常佐之捡起纸条看了看,然后揉成团攥在手里。等到再次张开手,手心里只剩一点飞灰了。
常娟儿低下头去,不去看那张纸条哪怕一眼。
常佐之叩击着身边的柱子,常娟儿知道这是他在思考问题,于是更不敢出声了。
好一会儿,常佐之才像是想通了,道:“走,咱们上楼去见见她。”说罢,也顺着楼梯上去了,常娟儿赶忙跟上去。
两人上楼,常佐之敲开了一间客房房门。来开门的正是刚才那个长着桃花眼的男子。常佐之却对他视而不见,直接朝里面走了进去。
常娟儿虽然压住了心里要问的一万个问题,但看到里面的人,还是“啊”一声惊呼,没能忍住自己的惊讶。
常娟儿自知失态,连忙捂住了自己的嘴。
只因为里面正躺着一个女子,虽然面带病容,却难掩过人姿容,常娟儿还从没见过这样的美人。而且常娟儿更没想到,义父要见的竟然是这样一个女子。
常佐之将门一关,习惯性地贴上隔音符,道:“线娘,你怎么受伤了?”
床上那女子正是楚线娘,她见常佐之进门,声音微弱道:“常先生,前些天奴遇到南岳的颜瑕,被她一剑所伤,还丢了两个木偶……休息十天半个月应该就好了……你先不用管这个,小六郎危险了,你得想办法去救他才行。”
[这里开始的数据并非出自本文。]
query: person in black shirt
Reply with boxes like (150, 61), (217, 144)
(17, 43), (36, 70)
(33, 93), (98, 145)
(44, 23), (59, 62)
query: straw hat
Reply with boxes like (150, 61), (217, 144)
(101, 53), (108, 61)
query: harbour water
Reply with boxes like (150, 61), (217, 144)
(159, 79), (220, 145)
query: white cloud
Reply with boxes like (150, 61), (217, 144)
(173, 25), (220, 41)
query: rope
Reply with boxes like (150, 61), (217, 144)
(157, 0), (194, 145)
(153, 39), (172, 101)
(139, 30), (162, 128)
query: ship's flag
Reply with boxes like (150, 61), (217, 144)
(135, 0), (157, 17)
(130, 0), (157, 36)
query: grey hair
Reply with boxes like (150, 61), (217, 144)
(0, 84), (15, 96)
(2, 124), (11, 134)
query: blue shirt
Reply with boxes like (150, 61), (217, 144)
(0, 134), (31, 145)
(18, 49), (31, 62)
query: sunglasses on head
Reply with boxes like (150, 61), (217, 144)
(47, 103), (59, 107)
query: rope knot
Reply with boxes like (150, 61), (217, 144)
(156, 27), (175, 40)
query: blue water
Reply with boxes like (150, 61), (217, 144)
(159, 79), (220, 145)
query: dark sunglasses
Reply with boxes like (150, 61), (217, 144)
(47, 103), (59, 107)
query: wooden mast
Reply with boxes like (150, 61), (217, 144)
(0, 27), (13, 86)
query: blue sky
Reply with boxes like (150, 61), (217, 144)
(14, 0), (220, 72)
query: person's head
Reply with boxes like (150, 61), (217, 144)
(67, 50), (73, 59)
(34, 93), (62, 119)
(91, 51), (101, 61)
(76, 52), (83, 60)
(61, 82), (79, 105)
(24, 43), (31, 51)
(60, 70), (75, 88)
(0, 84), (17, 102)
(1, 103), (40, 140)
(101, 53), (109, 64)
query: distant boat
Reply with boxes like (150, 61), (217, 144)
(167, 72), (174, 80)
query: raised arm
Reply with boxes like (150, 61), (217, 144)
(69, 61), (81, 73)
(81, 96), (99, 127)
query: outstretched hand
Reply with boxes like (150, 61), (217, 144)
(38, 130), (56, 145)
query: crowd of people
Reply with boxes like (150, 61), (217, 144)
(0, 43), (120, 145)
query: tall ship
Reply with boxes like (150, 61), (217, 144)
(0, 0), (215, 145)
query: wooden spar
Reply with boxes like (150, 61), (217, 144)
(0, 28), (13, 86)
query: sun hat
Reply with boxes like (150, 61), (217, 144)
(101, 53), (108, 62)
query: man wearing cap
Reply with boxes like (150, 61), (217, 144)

常佐之毫不意外:“六子干什么了?可是酒后调戏了颜瑕?”
楚线娘表情复杂道:“真要是那样也不会这么麻烦了……六子杀了颜瑕全家。因为奴这边被颜瑕截住,南岳已经把道门巡察都派了出来。奇怪,之前奴以为小六郎被捕了,但现在来看,他仍逍遥法外,不知道怎么搞的。”